拙い文章と文字に、我ながら思わず笑ってしまった。けれども家は静かだ。却って恥ずかしくなる。
 母や妻、子ども達は買物に出掛けている。車を出そうか、と言ったら、
「あなたが来てどうするの」
 と妻に言われ、
「お母さんの方が運転上手」
 と子ども達に言われてしまった(情けないが、これは事実だ)。
 父は自分の書斎にこもり、何やらやっている。こんな雨では、ぶらぶらと古本屋を巡るのも億劫らしい。カレンダーに目を遣ると、今日の日付の下には小さく「父の日」の文字。
 じゃあ、父の好きなカツオをごちそうしようか。僕はそう思い、冷蔵庫をざっと見た後、妻の携帯電話にメールを送る。
『晩ご飯に、父さんにカツオ料理を作ろうと思うから、生食用のカツオを二節、大根を上半分、買ってきて欲しい』 
 しばらくして、
『もう、かったよー』
 と、子どもが打ったのだろう、絵文字を交えての返信があった。僕の考えそうなことはお見通し、か。僕の口元が緩む。

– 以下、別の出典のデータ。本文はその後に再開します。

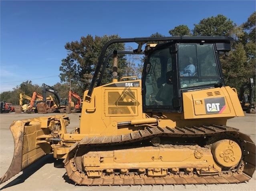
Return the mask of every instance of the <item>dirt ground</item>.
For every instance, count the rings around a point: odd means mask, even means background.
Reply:
[[[81,114],[70,114],[71,124],[68,127],[69,132],[79,126],[79,116]],[[250,135],[256,140],[256,132],[255,114],[245,114],[244,117],[238,117],[228,121],[228,125],[240,129],[240,131]],[[14,144],[9,130],[12,121],[48,114],[0,114],[0,176],[4,175],[11,163],[13,155]],[[248,183],[221,185],[158,185],[117,186],[81,186],[69,183],[65,175],[65,168],[53,166],[52,155],[45,156],[16,175],[7,181],[0,185],[0,190],[9,191],[255,191],[256,173]]]

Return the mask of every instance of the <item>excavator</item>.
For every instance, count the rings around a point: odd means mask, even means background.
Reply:
[[[239,100],[243,110],[247,113],[256,113],[255,102],[253,101],[253,78],[250,78],[250,81],[244,83],[240,87]],[[246,89],[249,90],[249,94],[245,94]]]
[[[72,97],[77,100],[75,105],[75,103],[72,101]],[[71,90],[69,90],[69,105],[70,106],[71,112],[81,113],[82,110],[82,99],[78,94]]]
[[[45,114],[47,113],[60,112],[70,113],[70,106],[69,106],[69,98],[61,98],[57,90],[45,83],[43,83],[42,96],[44,102],[36,105],[38,113]],[[53,100],[46,100],[46,92],[52,93],[55,96],[55,101]]]
[[[22,93],[20,93],[20,105],[19,106],[15,107],[15,110],[16,114],[21,113],[24,111],[25,111],[25,112],[26,112],[29,104],[23,104],[24,99],[31,101],[32,98],[25,94]]]
[[[30,101],[29,104],[23,104],[23,99],[26,99]],[[50,96],[46,98],[47,100],[53,100],[52,97]],[[42,102],[43,97],[40,94],[34,91],[32,97],[25,94],[20,94],[20,106],[15,107],[15,113],[20,113],[24,112],[27,113],[34,113],[37,112],[36,104]]]
[[[1,101],[1,108],[0,109],[0,113],[7,113],[12,112],[12,106],[9,106],[8,103],[7,103],[5,100]]]
[[[219,59],[232,41],[175,36],[107,42],[84,92],[79,127],[68,132],[65,115],[14,121],[10,127],[14,157],[0,183],[49,154],[64,160],[67,178],[78,185],[249,181],[255,170],[255,144],[227,126],[229,119],[244,116],[236,90],[225,85]],[[118,55],[128,53],[115,50],[113,81],[101,85],[111,57],[105,55],[107,49],[125,43],[138,45],[129,53],[145,56],[141,79],[118,81]],[[193,58],[193,75],[184,74],[185,56]]]

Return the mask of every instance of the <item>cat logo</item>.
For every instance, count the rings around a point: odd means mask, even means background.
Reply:
[[[220,111],[220,103],[208,103],[206,108],[209,112]]]
[[[207,114],[222,113],[226,108],[224,97],[204,99]]]

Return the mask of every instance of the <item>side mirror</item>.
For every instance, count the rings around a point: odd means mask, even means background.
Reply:
[[[167,84],[173,84],[173,71],[169,71],[166,73],[166,82]]]
[[[147,74],[149,73],[149,70],[150,70],[150,68],[151,68],[151,64],[150,63],[148,63],[147,64],[147,65],[146,66],[146,73]]]

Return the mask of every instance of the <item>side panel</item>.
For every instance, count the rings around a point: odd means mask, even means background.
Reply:
[[[230,87],[183,93],[185,119],[244,116],[237,95]]]

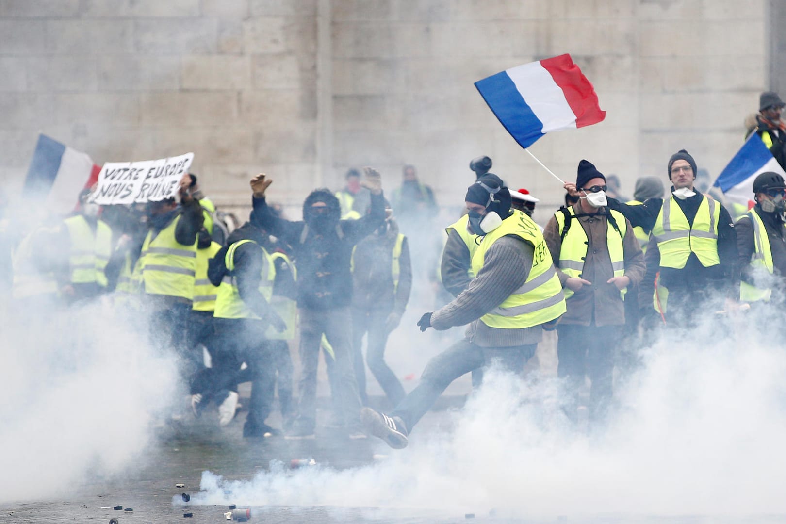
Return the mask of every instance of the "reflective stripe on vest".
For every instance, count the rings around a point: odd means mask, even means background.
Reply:
[[[571,217],[575,217],[575,211],[573,207],[567,208]],[[606,246],[608,250],[608,255],[612,260],[612,270],[615,277],[622,277],[625,274],[625,251],[623,247],[623,238],[627,231],[627,223],[625,217],[619,211],[610,210],[612,216],[617,222],[619,231],[616,231],[614,227],[606,220]],[[562,234],[565,228],[565,214],[557,211],[554,214],[556,218],[558,232]],[[573,218],[571,220],[574,220]],[[578,222],[578,219],[575,218]],[[568,277],[582,277],[582,272],[584,270],[584,261],[586,258],[587,249],[589,248],[589,240],[586,232],[581,223],[577,224],[578,227],[568,227],[565,237],[562,239],[562,245],[560,247],[560,260],[557,261],[557,267],[562,269],[563,273]],[[625,291],[619,291],[619,296],[625,296]],[[570,299],[573,296],[573,291],[565,288],[565,298]]]
[[[524,213],[514,211],[499,227],[483,237],[472,257],[475,274],[483,268],[486,252],[505,235],[516,235],[534,247],[532,267],[523,285],[481,317],[480,321],[491,328],[520,329],[558,318],[566,310],[562,285],[543,240],[543,233]]]
[[[718,222],[721,206],[704,196],[693,218],[693,226],[674,196],[663,201],[652,228],[660,251],[660,266],[681,269],[691,253],[704,267],[721,263],[718,256]]]
[[[36,232],[22,239],[11,254],[13,280],[11,298],[57,295],[57,280],[52,271],[40,272],[33,263],[33,240]]]
[[[235,269],[235,251],[244,244],[252,243],[262,251],[263,262],[261,280],[259,280],[259,292],[265,300],[270,302],[273,295],[273,284],[276,279],[276,268],[273,260],[265,248],[253,240],[245,238],[237,240],[230,246],[224,257],[224,265],[227,270],[232,272]],[[237,289],[237,277],[226,275],[219,286],[218,297],[215,299],[215,310],[213,316],[218,318],[255,318],[259,317],[254,313],[243,302],[240,291]]]
[[[755,211],[751,209],[745,216],[751,219],[753,226],[753,244],[755,251],[751,256],[751,267],[753,269],[754,280],[771,281],[771,278],[767,277],[771,277],[773,275],[773,253],[769,248],[767,229],[764,227],[762,218]],[[740,282],[740,299],[744,302],[757,300],[767,302],[772,292],[772,288],[769,286],[758,288],[747,282]]]
[[[104,269],[112,255],[112,229],[101,220],[96,223],[95,233],[81,214],[63,221],[68,230],[71,251],[68,254],[70,282],[96,283],[107,285]]]
[[[283,260],[284,263],[289,267],[292,277],[296,280],[297,269],[289,257],[281,251],[270,254],[270,260],[274,267],[275,267],[276,260],[278,258]],[[270,340],[292,340],[297,332],[297,302],[288,297],[274,295],[270,298],[270,306],[287,324],[287,328],[278,332],[273,326],[268,326],[265,336]]]
[[[221,244],[211,242],[204,249],[196,250],[196,275],[194,280],[194,298],[191,309],[194,311],[212,311],[215,309],[215,299],[219,288],[208,278],[208,265],[210,259],[221,251]]]
[[[139,269],[148,295],[193,298],[198,239],[193,246],[184,246],[175,240],[174,229],[181,218],[178,215],[155,237],[149,231],[145,238]]]
[[[446,228],[445,228],[445,233],[448,235],[450,234],[450,229],[453,229],[458,233],[458,236],[461,237],[464,240],[465,245],[467,246],[467,249],[469,250],[469,269],[467,269],[467,274],[470,278],[475,278],[475,272],[472,270],[472,260],[475,257],[475,251],[478,249],[478,236],[473,235],[469,233],[467,229],[467,225],[469,224],[469,215],[465,214],[461,218],[450,224]],[[440,279],[441,280],[441,279]]]
[[[641,203],[638,200],[628,200],[625,203],[629,206],[641,206]],[[647,244],[649,244],[649,233],[644,230],[644,228],[641,225],[637,225],[634,228],[634,235],[636,236],[636,240],[639,242],[639,247],[641,248],[641,252],[644,254],[647,253]]]
[[[209,198],[201,198],[199,201],[200,207],[202,207],[202,216],[204,221],[202,225],[208,230],[208,233],[213,234],[213,215],[215,213],[215,204]]]

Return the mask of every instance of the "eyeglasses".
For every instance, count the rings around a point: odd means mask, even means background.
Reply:
[[[685,173],[692,173],[693,168],[690,166],[680,166],[679,167],[672,167],[671,174],[677,174],[680,171],[685,171]]]
[[[601,192],[601,191],[605,191],[608,188],[608,185],[593,185],[591,188],[582,188],[582,191],[586,191],[586,192]]]

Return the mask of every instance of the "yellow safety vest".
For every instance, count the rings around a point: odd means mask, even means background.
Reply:
[[[11,267],[13,280],[11,298],[26,299],[32,296],[50,295],[57,296],[57,280],[52,271],[40,272],[33,263],[33,238],[37,229],[22,239],[11,254]]]
[[[467,229],[467,225],[468,224],[469,215],[465,214],[453,224],[450,224],[445,228],[445,233],[450,235],[450,229],[453,229],[458,233],[458,236],[461,237],[462,240],[464,240],[464,244],[466,244],[467,249],[469,250],[469,260],[472,261],[472,258],[475,256],[475,251],[478,248],[478,236],[469,233],[469,230]],[[469,275],[470,278],[475,278],[475,272],[472,270],[472,264],[470,264],[469,269],[467,269],[467,274]],[[442,279],[440,278],[440,280]]]
[[[642,203],[638,200],[628,200],[625,203],[629,206],[641,206]],[[649,233],[646,233],[641,225],[637,225],[634,228],[634,234],[636,236],[636,240],[639,241],[641,252],[646,254],[647,244],[649,244]]]
[[[280,251],[271,254],[270,262],[274,268],[277,258],[284,261],[292,271],[292,277],[297,280],[297,269],[289,257]],[[268,326],[265,336],[271,340],[292,340],[297,332],[297,302],[288,297],[274,295],[270,297],[270,306],[287,324],[287,328],[279,333],[273,326]]]
[[[204,249],[196,250],[196,275],[194,280],[194,298],[191,309],[194,311],[212,311],[215,309],[215,299],[219,288],[208,278],[208,265],[211,258],[221,251],[221,244],[211,242]]]
[[[145,293],[193,298],[196,275],[196,243],[184,246],[174,239],[181,215],[153,236],[149,231],[139,255],[139,268]]]
[[[273,295],[273,284],[276,280],[276,268],[273,265],[273,260],[268,255],[265,248],[250,239],[237,240],[230,246],[224,255],[224,265],[229,271],[235,269],[235,251],[239,247],[248,242],[252,242],[257,247],[262,250],[262,280],[259,280],[259,292],[265,297],[265,300],[270,302]],[[213,316],[217,318],[255,318],[259,317],[253,313],[243,302],[241,298],[240,291],[237,289],[237,278],[234,276],[226,275],[219,286],[219,295],[215,299],[215,310]]]
[[[766,271],[772,276],[773,253],[769,248],[769,238],[767,236],[767,230],[764,227],[764,222],[762,222],[758,213],[752,209],[745,216],[751,219],[751,223],[753,225],[753,242],[756,248],[751,257],[751,267],[754,268],[756,273]],[[769,302],[772,292],[771,287],[757,288],[747,282],[740,282],[740,299],[744,302],[756,302],[758,300]]]
[[[404,245],[404,239],[406,237],[403,234],[399,233],[395,237],[395,244],[393,244],[393,262],[391,271],[393,275],[393,292],[395,293],[396,290],[399,289],[399,280],[401,278],[401,250],[402,246]],[[358,249],[358,246],[355,245],[352,247],[352,258],[349,261],[349,269],[351,272],[354,272],[354,251]]]
[[[720,204],[705,195],[691,227],[674,197],[664,200],[652,228],[652,236],[660,251],[660,266],[681,269],[691,253],[696,254],[704,267],[720,264],[718,256],[720,216]]]
[[[354,196],[350,192],[342,189],[341,191],[336,192],[336,198],[339,200],[339,205],[341,207],[342,218],[345,219],[354,219],[354,216],[347,216],[354,205]],[[357,211],[355,212],[357,213]],[[360,218],[359,213],[358,213],[358,218]]]
[[[575,216],[573,207],[568,207],[567,211],[571,214],[571,219],[573,220],[572,217]],[[608,220],[606,220],[606,245],[609,258],[612,259],[612,269],[614,271],[614,276],[622,277],[625,274],[625,251],[623,247],[623,238],[627,231],[627,223],[622,213],[613,209],[609,211],[616,221],[619,231],[616,231]],[[557,211],[554,214],[554,217],[556,218],[558,231],[561,235],[565,227],[565,214],[562,211]],[[576,222],[578,222],[578,219]],[[567,233],[562,239],[560,260],[557,261],[556,266],[568,277],[581,277],[582,272],[584,270],[584,259],[586,258],[587,248],[590,247],[588,242],[587,234],[580,223],[575,224],[573,227],[568,227]],[[566,299],[570,299],[573,295],[573,291],[567,288],[565,288],[564,291]],[[625,297],[625,289],[619,291],[621,298]]]
[[[204,217],[203,225],[211,235],[213,234],[213,214],[215,213],[215,204],[209,198],[201,198],[199,205],[202,207],[202,216]]]
[[[71,252],[68,255],[72,284],[97,284],[105,288],[104,269],[112,255],[112,229],[102,220],[93,232],[87,220],[76,214],[63,221],[68,230]]]
[[[516,235],[534,247],[532,267],[527,281],[501,304],[480,317],[490,328],[520,329],[558,318],[566,311],[562,284],[552,263],[551,255],[538,225],[521,211],[502,221],[501,225],[483,237],[472,256],[472,270],[477,274],[483,266],[486,252],[505,235]]]

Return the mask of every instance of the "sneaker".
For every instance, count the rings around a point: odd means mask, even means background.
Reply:
[[[194,416],[196,416],[197,419],[199,418],[199,416],[202,414],[202,411],[200,409],[201,408],[200,405],[201,402],[202,402],[201,393],[197,393],[191,395],[191,411],[194,412]]]
[[[237,391],[230,391],[226,398],[219,406],[219,425],[223,427],[232,422],[237,412],[237,399],[240,395]]]
[[[247,422],[243,426],[243,437],[245,438],[270,438],[270,437],[280,437],[281,431],[271,427],[267,424],[250,425]]]
[[[406,447],[406,427],[398,416],[391,417],[371,408],[363,408],[360,410],[360,420],[366,433],[381,438],[394,449]]]

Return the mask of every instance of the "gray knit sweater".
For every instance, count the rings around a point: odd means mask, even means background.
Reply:
[[[541,326],[521,329],[490,328],[479,318],[502,303],[527,280],[532,267],[532,244],[519,236],[498,239],[486,253],[483,266],[453,302],[432,315],[432,326],[446,330],[470,325],[467,339],[481,347],[511,347],[536,344],[542,336]]]

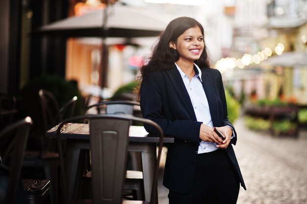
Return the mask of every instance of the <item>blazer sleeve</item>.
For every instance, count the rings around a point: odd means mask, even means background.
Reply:
[[[140,106],[145,118],[151,120],[158,124],[163,129],[164,134],[171,135],[177,139],[188,140],[198,145],[200,141],[199,133],[201,122],[193,121],[191,119],[182,120],[171,117],[166,113],[163,106],[165,103],[172,104],[171,99],[166,100],[166,84],[161,73],[151,73],[148,78],[143,78],[140,90]],[[163,100],[164,99],[164,100]],[[146,130],[152,134],[157,134],[156,130],[150,126],[144,124]]]
[[[222,79],[222,75],[221,73],[217,70],[216,70],[216,72],[218,72],[219,74],[219,78],[218,78],[218,84],[219,84],[219,93],[220,95],[220,98],[221,98],[221,101],[222,101],[222,106],[223,106],[223,123],[222,126],[229,126],[231,127],[232,129],[233,130],[233,133],[234,133],[234,137],[232,139],[231,139],[230,142],[231,144],[235,145],[237,141],[237,134],[235,131],[235,129],[233,127],[233,125],[230,123],[228,118],[228,113],[227,112],[227,102],[226,101],[226,97],[225,96],[225,90],[224,88],[224,85],[223,84],[223,80]]]

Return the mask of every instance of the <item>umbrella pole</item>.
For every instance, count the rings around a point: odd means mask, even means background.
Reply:
[[[107,36],[107,29],[106,25],[107,21],[107,8],[108,0],[105,0],[106,6],[105,8],[102,10],[102,61],[101,61],[101,84],[102,87],[106,87],[107,84],[107,70],[108,65],[108,49],[105,44],[105,38]]]

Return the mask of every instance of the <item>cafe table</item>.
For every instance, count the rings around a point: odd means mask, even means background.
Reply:
[[[56,137],[58,125],[46,132],[46,136]],[[80,190],[85,151],[89,150],[89,127],[87,124],[67,123],[61,130],[61,137],[66,139],[65,171],[68,188],[68,201],[77,198]],[[128,151],[141,152],[145,201],[150,201],[155,163],[156,161],[156,143],[158,135],[147,132],[144,127],[131,126],[129,132]],[[164,143],[174,143],[173,137],[165,136]],[[157,191],[154,191],[157,200]]]

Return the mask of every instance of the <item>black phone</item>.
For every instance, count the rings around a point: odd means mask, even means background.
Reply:
[[[217,128],[216,128],[215,127],[213,128],[213,130],[215,132],[216,132],[216,134],[217,134],[217,135],[219,135],[220,137],[223,139],[223,140],[224,140],[225,139],[225,137],[223,136],[223,134],[222,134],[221,132],[220,132]]]

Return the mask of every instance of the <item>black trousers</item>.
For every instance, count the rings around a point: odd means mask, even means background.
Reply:
[[[222,150],[199,154],[191,193],[170,190],[170,204],[232,204],[236,203],[240,181]]]

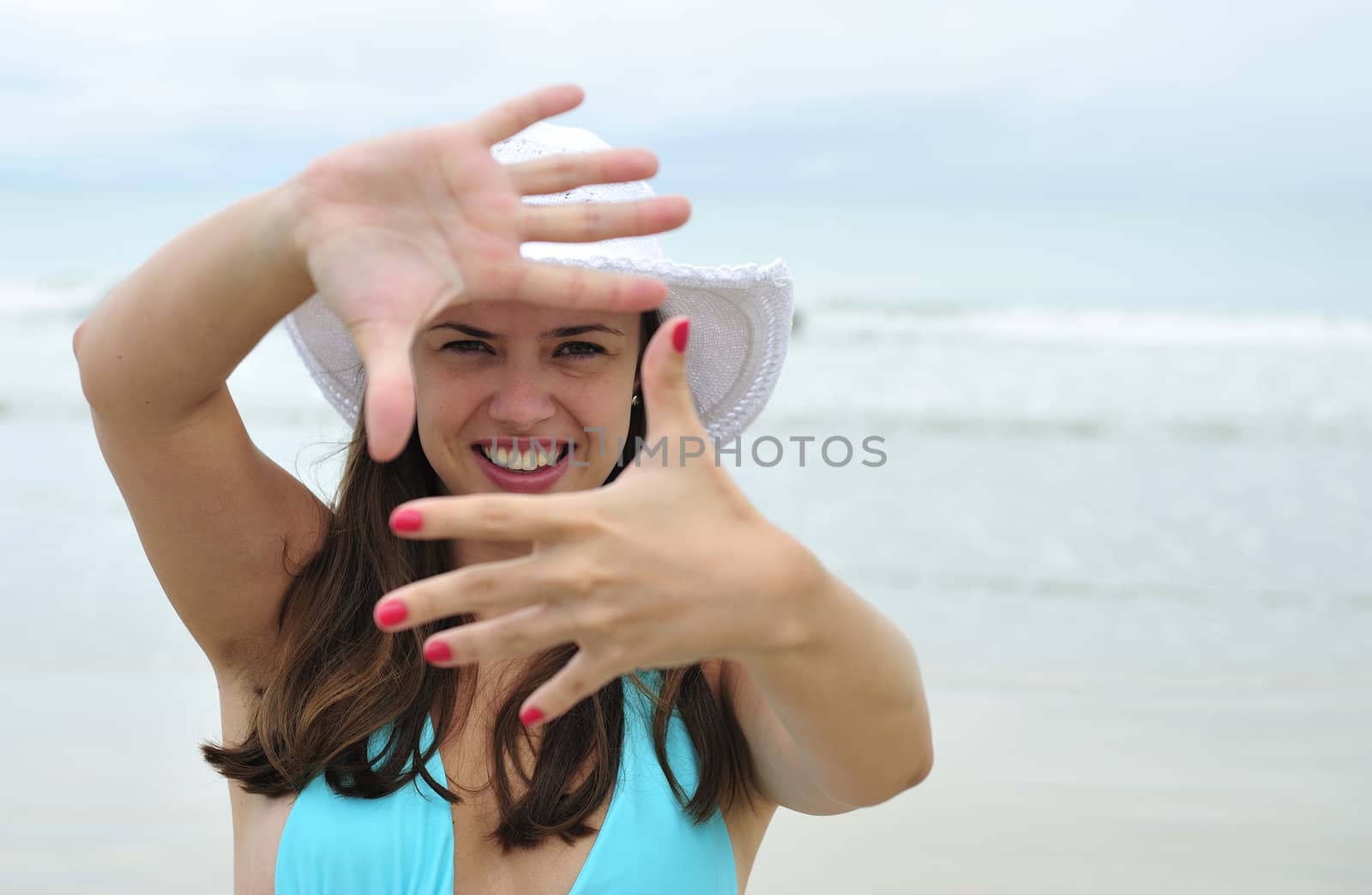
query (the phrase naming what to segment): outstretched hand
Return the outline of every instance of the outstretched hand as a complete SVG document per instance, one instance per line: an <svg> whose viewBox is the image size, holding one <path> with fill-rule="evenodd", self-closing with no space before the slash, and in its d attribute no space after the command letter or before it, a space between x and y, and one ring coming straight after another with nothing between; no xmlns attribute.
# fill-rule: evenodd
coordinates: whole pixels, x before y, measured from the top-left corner
<svg viewBox="0 0 1372 895"><path fill-rule="evenodd" d="M797 644L818 561L716 464L686 380L687 324L667 320L643 351L645 445L654 453L611 485L395 508L391 527L402 537L532 541L534 550L399 588L377 603L377 625L395 631L477 614L425 642L439 666L575 642L576 655L521 707L525 723L552 719L635 669L746 660Z"/></svg>
<svg viewBox="0 0 1372 895"><path fill-rule="evenodd" d="M410 347L439 312L473 301L641 312L667 298L667 286L652 277L520 255L524 242L642 236L690 217L682 196L524 205L524 195L657 173L648 150L557 154L514 165L491 155L495 143L582 99L575 85L545 86L471 121L346 146L292 178L302 209L295 246L366 369L373 460L394 460L405 448L416 412Z"/></svg>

 ああ、だから弟は、明日帰る、と昨夜電話してきたのか。
 時計を見ると、弟が駅に着く時間だった。彼を駅に迎えに行って欲しい、と妻にまたメール。直後に弟から、皆と合流したとの返信。

 外は止みそうにない雨。手には、本棚の奥から出てきた、僕が小二の時に書いた作文。これを父に見せようか、それとも帰ってくる弟に見せようか。
 父は書斎にいる。出掛けた家族は食卓に集う。

 きっと、楽しい夕食になりそうだ。